- Kafr Nabudah Location in Syria
- Coordinates: 35°25′54″N 36°29′34″E﻿ / ﻿35.43167°N 36.49278°E
- Country: Syria
- Governorate: Hama
- District: Al-Suqaylabiyah
- Subdistrict: Qalaat al-Madiq

Population (2004)
- • Total: 13,513
- • Ethnicities: Syrians
- Time zone: UTC+3 (AST)

= Kafr Nabudah =

Kafr Nabudah (كفر نبودة, also spelled Kafar Nabuda) is a town in northern Syria, administratively part of the Hama Governorate, located northwest of Hama. Nearby localities include Qalaat al-Madiq and Jamasat Udayat to the west, al-Suqaylabiyah to the southwest, al-Mughayr and Karnaz to the south, Kafr Zita to the southeast and al-Habit to the east. According to the Syria Central Bureau of Statistics (CBS), Kafr Nabudah had a population of 13,513 in the 2004 census, making it the largest locality in the Qalaat al-Madiq nahiyah ("subdistrict.")

==History==
In 2011, a mosaic was discovered in Kafr Nabudah dates back to the 6th century during the Byzantine era. By 1526, the settlement was home to 18 households and 4 bachelors, but by the end of the 16th century it had shrunk to only 6 households.
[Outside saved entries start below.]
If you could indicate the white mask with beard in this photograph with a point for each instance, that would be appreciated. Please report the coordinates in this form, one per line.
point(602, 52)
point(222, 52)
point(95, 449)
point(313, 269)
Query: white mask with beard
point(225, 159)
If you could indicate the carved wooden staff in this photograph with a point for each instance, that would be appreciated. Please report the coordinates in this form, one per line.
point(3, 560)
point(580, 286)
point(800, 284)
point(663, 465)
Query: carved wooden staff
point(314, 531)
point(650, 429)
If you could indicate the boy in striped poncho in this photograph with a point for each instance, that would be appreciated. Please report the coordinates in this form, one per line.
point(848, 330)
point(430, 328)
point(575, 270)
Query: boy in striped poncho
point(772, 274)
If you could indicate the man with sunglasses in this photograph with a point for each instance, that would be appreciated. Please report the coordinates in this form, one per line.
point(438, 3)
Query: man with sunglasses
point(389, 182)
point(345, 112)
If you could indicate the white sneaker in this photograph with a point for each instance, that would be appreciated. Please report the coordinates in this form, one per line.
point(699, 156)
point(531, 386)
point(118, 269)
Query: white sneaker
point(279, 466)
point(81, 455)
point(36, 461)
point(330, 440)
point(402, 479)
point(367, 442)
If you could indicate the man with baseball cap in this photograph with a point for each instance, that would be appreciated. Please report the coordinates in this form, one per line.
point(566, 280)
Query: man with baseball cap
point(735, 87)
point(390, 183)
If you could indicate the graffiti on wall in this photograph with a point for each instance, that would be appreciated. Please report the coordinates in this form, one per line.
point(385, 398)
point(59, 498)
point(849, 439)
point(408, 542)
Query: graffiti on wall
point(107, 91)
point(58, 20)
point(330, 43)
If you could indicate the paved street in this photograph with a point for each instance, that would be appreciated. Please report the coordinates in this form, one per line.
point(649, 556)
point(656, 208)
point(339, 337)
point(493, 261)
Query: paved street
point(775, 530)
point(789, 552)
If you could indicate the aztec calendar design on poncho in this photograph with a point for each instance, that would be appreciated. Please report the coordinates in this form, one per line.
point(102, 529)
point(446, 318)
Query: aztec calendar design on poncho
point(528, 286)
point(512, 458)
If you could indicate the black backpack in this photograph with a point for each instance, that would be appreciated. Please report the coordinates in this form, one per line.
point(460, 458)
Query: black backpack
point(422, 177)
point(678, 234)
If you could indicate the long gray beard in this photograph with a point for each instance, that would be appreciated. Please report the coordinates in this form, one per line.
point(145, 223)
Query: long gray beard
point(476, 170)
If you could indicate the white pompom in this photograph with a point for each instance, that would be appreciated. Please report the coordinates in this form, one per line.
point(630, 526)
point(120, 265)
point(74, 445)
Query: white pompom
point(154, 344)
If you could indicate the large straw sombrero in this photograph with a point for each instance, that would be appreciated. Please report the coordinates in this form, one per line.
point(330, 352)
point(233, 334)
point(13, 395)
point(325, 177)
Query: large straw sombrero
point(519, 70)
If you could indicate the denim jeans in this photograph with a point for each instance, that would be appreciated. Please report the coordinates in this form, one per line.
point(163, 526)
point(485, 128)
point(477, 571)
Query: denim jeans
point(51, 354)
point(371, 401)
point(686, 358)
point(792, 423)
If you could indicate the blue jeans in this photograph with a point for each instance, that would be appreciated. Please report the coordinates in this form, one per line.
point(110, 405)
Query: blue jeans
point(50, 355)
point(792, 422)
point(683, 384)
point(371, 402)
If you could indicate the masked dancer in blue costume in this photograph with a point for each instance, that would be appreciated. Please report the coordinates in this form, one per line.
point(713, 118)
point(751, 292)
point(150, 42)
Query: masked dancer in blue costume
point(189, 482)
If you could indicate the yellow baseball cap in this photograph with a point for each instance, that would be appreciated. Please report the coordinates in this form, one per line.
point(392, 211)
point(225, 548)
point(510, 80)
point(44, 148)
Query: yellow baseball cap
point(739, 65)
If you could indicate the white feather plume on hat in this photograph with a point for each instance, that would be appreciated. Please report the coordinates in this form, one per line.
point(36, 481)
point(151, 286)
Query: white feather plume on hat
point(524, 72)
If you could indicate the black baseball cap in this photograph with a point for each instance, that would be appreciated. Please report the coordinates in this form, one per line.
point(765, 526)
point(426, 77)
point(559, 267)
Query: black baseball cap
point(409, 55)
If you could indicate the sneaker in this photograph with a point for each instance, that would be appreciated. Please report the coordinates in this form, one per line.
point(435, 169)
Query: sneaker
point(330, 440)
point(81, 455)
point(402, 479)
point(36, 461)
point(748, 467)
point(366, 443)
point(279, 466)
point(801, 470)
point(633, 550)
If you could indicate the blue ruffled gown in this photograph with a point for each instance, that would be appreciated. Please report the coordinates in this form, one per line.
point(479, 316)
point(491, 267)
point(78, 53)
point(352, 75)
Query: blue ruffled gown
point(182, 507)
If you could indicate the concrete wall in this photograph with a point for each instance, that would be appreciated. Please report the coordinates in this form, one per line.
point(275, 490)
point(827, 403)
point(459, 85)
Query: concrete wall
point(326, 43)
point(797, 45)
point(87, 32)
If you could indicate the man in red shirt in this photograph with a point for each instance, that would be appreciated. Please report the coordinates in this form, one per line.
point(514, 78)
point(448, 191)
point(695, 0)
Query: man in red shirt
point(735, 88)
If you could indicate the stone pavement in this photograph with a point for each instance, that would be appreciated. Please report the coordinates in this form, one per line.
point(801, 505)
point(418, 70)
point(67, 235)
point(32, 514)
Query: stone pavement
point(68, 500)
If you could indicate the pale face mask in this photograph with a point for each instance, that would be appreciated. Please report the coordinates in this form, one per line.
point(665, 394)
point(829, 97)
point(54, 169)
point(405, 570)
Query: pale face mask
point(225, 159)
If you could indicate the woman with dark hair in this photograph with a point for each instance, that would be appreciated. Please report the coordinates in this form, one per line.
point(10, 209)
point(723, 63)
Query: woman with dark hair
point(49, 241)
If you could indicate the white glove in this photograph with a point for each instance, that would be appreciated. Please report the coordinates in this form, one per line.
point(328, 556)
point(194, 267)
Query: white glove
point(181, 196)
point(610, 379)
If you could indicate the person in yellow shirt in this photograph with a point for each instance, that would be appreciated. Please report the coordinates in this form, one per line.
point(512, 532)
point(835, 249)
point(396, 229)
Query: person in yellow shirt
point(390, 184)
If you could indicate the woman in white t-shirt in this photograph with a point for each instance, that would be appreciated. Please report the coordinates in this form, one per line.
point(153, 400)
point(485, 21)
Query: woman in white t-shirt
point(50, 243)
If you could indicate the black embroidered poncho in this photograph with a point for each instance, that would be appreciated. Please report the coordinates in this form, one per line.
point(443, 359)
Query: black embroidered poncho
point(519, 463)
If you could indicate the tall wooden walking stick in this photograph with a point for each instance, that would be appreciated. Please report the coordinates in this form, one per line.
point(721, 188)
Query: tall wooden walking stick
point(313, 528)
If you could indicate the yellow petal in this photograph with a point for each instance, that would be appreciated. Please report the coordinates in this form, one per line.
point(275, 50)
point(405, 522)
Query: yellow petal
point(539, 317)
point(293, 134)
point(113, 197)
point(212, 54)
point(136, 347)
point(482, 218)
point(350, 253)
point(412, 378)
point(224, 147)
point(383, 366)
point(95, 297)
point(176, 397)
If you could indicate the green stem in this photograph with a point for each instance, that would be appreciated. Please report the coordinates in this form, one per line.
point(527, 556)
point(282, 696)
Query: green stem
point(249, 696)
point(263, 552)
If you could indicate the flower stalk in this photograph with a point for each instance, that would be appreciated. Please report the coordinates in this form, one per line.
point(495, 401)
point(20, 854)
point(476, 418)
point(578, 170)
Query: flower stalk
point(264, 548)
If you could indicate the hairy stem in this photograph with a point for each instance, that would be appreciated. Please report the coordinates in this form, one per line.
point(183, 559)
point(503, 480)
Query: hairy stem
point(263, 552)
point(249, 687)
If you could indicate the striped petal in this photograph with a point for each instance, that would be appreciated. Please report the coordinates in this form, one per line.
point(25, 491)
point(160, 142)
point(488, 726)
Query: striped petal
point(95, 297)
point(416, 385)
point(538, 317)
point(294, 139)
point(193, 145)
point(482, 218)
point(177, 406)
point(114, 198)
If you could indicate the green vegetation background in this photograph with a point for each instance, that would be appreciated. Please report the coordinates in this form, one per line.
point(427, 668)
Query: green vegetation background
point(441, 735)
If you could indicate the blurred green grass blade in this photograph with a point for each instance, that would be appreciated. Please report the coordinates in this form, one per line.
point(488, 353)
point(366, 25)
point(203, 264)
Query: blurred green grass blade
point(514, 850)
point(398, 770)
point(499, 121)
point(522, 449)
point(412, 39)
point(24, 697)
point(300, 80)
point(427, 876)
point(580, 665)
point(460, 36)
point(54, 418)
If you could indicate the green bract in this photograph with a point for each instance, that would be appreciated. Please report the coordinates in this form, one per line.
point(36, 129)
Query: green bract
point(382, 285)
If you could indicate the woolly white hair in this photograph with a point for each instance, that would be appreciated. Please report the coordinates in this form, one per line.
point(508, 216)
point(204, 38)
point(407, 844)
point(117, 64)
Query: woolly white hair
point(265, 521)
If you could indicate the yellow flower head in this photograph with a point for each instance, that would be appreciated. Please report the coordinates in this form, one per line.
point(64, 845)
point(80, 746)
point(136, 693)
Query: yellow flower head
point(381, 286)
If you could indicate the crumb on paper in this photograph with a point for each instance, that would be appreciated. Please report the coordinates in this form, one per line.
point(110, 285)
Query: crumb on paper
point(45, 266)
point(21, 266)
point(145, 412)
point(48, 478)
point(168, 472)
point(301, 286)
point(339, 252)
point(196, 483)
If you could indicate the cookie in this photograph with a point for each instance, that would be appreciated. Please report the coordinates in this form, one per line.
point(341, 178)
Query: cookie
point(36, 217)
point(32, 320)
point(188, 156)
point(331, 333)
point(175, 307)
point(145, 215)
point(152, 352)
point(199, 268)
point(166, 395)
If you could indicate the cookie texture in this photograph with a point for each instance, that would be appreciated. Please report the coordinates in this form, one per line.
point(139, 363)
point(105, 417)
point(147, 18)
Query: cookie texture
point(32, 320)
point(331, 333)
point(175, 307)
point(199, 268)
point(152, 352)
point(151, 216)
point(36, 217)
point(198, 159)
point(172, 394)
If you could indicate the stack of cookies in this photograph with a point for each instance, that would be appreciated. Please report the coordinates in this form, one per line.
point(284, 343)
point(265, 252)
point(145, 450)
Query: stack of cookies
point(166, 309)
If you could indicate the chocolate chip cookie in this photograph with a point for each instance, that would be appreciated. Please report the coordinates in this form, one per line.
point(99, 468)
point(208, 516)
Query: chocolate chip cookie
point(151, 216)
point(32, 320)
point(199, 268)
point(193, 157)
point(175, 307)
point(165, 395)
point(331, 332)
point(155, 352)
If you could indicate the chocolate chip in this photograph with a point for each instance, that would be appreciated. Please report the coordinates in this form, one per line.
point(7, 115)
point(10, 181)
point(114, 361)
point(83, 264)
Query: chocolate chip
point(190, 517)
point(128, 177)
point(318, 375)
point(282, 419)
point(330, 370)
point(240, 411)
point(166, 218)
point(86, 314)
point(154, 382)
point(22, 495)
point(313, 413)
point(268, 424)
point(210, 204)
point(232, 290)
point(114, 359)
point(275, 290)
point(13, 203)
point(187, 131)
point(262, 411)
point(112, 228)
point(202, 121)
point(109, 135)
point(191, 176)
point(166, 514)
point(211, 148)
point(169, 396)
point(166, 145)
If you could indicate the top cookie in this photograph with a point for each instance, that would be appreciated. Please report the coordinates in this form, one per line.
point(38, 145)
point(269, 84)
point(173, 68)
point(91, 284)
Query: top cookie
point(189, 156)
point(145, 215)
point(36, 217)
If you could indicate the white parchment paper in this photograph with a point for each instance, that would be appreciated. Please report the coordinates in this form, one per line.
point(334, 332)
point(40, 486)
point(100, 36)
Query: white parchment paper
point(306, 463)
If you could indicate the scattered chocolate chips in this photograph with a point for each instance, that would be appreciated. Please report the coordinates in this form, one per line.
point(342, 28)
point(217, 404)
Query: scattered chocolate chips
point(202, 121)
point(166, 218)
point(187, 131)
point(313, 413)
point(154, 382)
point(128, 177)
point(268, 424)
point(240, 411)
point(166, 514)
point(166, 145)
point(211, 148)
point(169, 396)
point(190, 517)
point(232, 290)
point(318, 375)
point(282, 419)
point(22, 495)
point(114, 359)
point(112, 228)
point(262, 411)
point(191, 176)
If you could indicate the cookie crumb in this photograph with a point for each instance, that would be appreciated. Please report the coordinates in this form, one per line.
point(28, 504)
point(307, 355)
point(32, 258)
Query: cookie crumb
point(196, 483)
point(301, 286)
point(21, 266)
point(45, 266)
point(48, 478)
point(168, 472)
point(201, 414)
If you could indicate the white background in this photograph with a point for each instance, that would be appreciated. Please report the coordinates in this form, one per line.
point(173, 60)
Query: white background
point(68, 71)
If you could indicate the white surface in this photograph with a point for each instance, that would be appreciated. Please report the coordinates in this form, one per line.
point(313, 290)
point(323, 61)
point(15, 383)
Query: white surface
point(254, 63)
In 1838, its inhabitants were noted as being predominantly Sunni Muslims.

During the Syrian Civil War, the town quickly fell to Syrian opposition forces, but would be shelled repeatedly by both the regime (in 2013) and Russian (in 2015) air forces. The Syrian army regained control of the town during the Northwestern Syria offensive on June 2, 2019.

On 30 November 2024, HTS rebels recaptured the city from the Syrian Army.

As of 21 April 2025, 2,175 residents have returned to the town, which had been deserted prior to the end of the Syrian Civil War.